SOUTIEN AU MOUVEMENT DES ENSEIGNANTS DU 1er FEVRIER
La FCPE PARIS est solidaire de tous les enseignants et agents du service public de l’éducation et soutient le mouvement de grève du jeudi 1er février en étant à leur côté pour défendre ensemble, un projet à la mesure de l’ambition que nous devons à nos enfants. Nous invitons les parents à se joindre à eux.

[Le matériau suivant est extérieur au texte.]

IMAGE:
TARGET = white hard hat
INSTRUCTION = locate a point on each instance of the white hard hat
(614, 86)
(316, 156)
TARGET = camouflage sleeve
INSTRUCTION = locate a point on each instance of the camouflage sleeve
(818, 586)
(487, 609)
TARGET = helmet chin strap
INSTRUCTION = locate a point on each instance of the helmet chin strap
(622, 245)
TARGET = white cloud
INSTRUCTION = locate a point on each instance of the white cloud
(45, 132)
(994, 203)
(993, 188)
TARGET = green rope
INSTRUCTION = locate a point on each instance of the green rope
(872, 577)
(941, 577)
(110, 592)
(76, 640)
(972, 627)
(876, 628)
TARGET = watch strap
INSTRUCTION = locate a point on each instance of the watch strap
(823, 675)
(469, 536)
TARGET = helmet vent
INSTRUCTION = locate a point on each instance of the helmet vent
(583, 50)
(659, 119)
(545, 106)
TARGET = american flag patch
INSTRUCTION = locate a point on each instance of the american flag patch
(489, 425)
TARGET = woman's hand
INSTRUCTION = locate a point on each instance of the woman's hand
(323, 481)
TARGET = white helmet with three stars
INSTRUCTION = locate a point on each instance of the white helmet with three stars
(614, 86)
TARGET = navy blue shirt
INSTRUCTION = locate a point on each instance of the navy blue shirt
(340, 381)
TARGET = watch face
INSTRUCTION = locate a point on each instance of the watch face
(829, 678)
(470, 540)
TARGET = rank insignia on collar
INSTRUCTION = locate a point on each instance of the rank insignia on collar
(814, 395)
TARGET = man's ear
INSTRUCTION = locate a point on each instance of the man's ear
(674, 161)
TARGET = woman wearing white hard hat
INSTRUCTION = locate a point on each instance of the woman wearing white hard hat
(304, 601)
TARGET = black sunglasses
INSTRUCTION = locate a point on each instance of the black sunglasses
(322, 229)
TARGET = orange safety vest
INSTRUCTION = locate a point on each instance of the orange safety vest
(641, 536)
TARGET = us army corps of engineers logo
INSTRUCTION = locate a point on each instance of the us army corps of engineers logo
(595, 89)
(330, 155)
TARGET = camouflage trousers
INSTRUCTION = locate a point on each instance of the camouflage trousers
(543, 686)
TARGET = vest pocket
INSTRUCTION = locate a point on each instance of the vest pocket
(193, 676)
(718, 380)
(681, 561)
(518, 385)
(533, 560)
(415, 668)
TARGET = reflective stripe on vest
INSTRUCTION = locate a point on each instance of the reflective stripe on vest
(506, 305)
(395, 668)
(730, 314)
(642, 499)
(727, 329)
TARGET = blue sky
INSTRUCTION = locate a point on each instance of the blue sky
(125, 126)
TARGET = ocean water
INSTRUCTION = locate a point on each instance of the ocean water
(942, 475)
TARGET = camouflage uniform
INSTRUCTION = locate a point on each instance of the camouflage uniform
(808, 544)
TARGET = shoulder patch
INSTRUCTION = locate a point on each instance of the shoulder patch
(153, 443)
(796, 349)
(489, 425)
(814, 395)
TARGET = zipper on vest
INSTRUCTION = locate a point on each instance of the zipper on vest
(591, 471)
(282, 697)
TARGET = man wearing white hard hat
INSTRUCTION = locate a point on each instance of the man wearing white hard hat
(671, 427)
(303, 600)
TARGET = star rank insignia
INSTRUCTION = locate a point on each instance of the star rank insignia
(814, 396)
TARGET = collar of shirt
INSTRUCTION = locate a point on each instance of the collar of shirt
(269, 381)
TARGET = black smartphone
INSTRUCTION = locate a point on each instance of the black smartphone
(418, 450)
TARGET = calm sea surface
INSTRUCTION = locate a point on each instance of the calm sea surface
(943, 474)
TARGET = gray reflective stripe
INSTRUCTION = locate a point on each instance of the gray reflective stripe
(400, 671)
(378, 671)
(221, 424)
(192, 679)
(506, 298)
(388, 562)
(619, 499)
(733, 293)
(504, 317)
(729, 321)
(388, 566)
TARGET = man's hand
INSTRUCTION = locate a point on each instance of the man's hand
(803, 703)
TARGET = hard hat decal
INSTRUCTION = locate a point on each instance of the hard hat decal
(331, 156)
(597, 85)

La manifestation partira du métro LUXEMBOURG à 14H jusqu’au Ministère
Le gouvernement projette encore la suppression de 125 postes dans le primaire à Paris et 128 postes dans le second degré (ce qui se traduira par 69 classes fermées dans les collèges de la capitale et nous n’avons pas encore d’informations concernant l’impact dans les lycées). De nombreux établissements parisiens sont menacés à court terme de fermeture définitive. Ce sont autant de moyens supprimés pour l’éducation de nos enfants.
La baisse démographique à Paris et en France pourrait être l’opportunité de nous rapprocher des normes européennes en termes d’effectifs dans les classes et permettre enfin de disposer de personnels en nombre suffisant pour que nos enfants ne subissent plus de périodes sans enseignement ou sans accompagnement du fait de la pénurie d’enseignants ou d’AESH. Cela serait aussi l’opportunité d’une réelle mise en œuvre de l’école inclusive. Une école de qualité pour tous !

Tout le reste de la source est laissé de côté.